Мы еще выпили по рюмке и разошлись.
— Хороший сосед, — сказал Лученок. — У меня с ним никаких конфликтов.
— Вероятно, он и с Машеровым не конфликтовал, — согласился я.
...Но самым загадочным жильцом первого коттеджа во Внукове была все же не баба Катя. Ее роль подруги первых лиц государства закончилась с развалом СССР. В последние годы она мирно собирала в нашем лесу подберезовики, причем получалось это у нее весьма неплохо.
— Вы когда-нибудь видели во Внукове Карелина? — как-то спросил я Вячеслава Иванченко.
— Нет, — покачал он головой. — Иногда дочка с внуком живут.
Это я и сам знал. Внук Сашка устраивал в своем коттедже представления, за которые пытался содрать с внуковских жильцов деньги. Но писатели народ тертый. Смотреть они соглашались, платить отказывались.
Так вот, Карелина во Внукове я не видел ни разу. Впрочем, вторым таким же писателем-фантомом был и Овидий Горчаков из четвертого коттеджа. Но к Горчакову претензий было все-таки меньше. В его квартире постоянно жили жена Олеся и внучки Катя и Соня. У нас их звали Катисонами, по аналогии с патиссонами.

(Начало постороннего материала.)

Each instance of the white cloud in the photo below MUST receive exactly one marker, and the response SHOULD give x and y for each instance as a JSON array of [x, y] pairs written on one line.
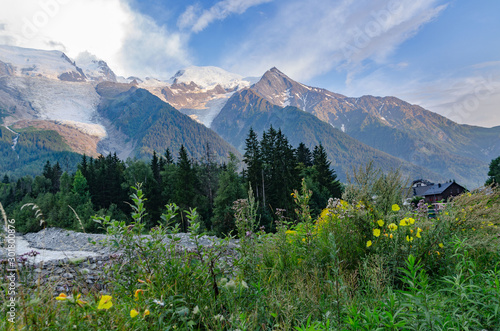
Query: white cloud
[[130, 42], [198, 20], [306, 39]]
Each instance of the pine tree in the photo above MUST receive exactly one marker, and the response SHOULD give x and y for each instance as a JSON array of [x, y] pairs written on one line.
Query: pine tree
[[168, 157], [185, 182], [325, 176], [304, 155], [253, 161], [230, 189]]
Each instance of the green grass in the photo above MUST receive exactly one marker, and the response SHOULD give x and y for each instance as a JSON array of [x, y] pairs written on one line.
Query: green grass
[[312, 274]]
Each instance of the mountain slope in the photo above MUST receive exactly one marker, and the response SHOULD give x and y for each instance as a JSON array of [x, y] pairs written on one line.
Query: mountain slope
[[153, 125], [27, 152], [246, 109], [394, 126]]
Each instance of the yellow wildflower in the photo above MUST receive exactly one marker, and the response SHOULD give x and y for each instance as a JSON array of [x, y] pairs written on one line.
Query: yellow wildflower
[[80, 302], [62, 297], [134, 313], [105, 302]]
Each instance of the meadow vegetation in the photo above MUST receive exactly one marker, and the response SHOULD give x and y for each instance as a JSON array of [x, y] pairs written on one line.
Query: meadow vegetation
[[366, 262]]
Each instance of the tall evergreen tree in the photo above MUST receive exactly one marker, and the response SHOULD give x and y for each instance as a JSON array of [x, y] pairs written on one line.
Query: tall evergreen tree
[[153, 190], [168, 157], [325, 176], [185, 183], [230, 189], [304, 155], [253, 161]]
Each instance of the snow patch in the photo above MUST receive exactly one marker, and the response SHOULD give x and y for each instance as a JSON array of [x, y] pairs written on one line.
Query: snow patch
[[57, 100], [32, 62], [209, 77]]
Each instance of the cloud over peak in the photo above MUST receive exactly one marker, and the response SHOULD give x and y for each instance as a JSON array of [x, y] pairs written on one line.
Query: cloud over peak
[[196, 19]]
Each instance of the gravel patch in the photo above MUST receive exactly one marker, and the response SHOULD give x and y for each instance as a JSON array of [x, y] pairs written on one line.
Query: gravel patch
[[58, 244]]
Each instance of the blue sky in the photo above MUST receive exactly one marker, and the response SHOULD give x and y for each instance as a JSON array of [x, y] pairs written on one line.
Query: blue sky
[[441, 54]]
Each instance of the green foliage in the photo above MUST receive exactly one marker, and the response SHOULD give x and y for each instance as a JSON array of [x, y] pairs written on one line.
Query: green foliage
[[34, 148], [312, 274]]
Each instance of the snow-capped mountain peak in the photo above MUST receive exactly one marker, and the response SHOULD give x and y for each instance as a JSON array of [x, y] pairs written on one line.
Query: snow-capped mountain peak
[[94, 68], [209, 77]]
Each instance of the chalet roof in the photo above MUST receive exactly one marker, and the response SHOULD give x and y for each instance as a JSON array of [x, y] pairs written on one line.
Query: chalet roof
[[419, 190], [437, 188]]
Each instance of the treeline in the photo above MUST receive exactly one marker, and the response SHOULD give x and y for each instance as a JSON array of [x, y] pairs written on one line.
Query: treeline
[[272, 169]]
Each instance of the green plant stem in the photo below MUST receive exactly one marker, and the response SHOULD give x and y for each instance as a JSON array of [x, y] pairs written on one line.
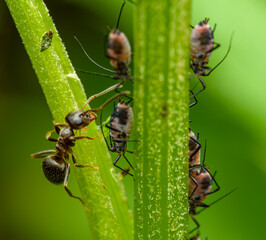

Причем внучки обещали стать хорошенькими особами, что впоследствии и случилось.
— Так мы тезки? — подошел я к Олесе в буфете.
— Нет, — засмеялась она.
— Но ведь Олеся.
— На самом деле я Аэлла, а Олесей стала под старость.
— Красивое имя, — отчего-то смутился я.
— Родители наградили, — вздохнула Олеся. — Но очень долго приходится объяснять, что такое Аэлла.
— И что это?
— Наверное, что-то вроде Аэлиты.
— Н-да, с именами иногда бывает, — согласился я.
Олеся мне нравилась. В принципе почти у всех внуковских писателей жены были красавицы, даже у Стекловского. Но Олеся и на их фоне выделялась умом, тактом и живостью.